Связав собственный переход от старого музейного дискурса к новому со своим пониманием минимализма и тем эффектом, который произвели недавно созданные для него гигантские экспозиционные пространства (такие, как склады в швейцарском Шаффхаузене или самолетные ангары Дональда Джадда в Марфе, Техас), Крене начал с приобретения большого количества минималистских работ: он купил дорогую коллекцию Джузеппе Панцы за 30 миллионов долларов (заказал грузовое такси для перевозки в свой особняк, а потом внезапно продал три шедевра из коллекции Гуггенхайма, в том числе одну из главных работ Кандинского). Минимализм, понимаемый как ряды сверкающих и отражающихся друг в друге кубов, или эфемерные ореолы флуоресцентного света, или блестящий тротуар из стальных плит, предоставил Кренсу модель искусства как чистой интенсивности.
Теперь эта галлюцинаторная версия минимализма — минимализм как чистое зрелище — стала основой для вйдения музея как увлекательного парка аттракционов, имеющего, подобно Диснейленду, множество площадок по всему миру.

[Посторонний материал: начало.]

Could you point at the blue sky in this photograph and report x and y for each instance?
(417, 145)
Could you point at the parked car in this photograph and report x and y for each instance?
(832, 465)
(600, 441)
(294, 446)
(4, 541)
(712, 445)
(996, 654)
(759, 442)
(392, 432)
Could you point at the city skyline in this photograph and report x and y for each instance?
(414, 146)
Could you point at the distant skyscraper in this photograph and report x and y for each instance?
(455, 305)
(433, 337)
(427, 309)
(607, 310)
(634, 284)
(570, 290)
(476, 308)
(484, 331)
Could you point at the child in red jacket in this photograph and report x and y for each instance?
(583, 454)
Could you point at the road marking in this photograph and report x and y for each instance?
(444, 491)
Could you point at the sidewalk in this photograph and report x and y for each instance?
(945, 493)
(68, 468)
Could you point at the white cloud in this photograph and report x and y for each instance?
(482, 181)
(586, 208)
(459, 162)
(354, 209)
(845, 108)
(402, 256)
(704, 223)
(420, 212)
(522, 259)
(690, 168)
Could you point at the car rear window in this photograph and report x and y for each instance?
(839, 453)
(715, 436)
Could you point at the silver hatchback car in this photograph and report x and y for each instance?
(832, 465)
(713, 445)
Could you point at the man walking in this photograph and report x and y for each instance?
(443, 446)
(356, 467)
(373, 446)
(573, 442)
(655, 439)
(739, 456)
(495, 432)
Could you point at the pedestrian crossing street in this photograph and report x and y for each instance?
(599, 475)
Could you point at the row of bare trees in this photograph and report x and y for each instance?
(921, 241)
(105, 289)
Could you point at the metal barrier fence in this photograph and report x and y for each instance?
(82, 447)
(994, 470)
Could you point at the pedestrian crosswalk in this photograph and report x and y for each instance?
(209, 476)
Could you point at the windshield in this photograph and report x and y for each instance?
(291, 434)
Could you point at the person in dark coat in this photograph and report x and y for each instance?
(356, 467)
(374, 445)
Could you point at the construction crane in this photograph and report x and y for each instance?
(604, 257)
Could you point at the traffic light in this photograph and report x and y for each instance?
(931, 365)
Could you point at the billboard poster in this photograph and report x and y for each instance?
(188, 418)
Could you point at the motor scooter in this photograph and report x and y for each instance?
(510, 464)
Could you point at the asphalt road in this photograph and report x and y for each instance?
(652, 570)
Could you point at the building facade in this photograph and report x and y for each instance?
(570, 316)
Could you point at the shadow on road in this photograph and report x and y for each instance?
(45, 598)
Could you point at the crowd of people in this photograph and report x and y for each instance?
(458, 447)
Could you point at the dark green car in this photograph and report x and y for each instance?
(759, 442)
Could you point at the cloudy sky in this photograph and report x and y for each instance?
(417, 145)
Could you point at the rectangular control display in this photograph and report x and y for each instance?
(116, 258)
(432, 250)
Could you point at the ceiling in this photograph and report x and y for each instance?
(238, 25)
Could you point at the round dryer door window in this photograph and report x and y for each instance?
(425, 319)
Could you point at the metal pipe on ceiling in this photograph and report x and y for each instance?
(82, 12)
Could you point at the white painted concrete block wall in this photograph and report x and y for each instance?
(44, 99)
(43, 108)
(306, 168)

Дело в том, что нечто изменилось в восприятии минимализма как такового, и это изменение перепрограммировало его, заместив значения и опыт, носителем которых он был в шестидесятых годах, новыми условиями конца восьмидесятых и девяностых — условиями «истерического возвышенного» (по выражению Фредрика Джеймисона). Трудно представить себе что-то более далекое от галлюцинаторики, чем опыт, составлявший исходную цель минимализма.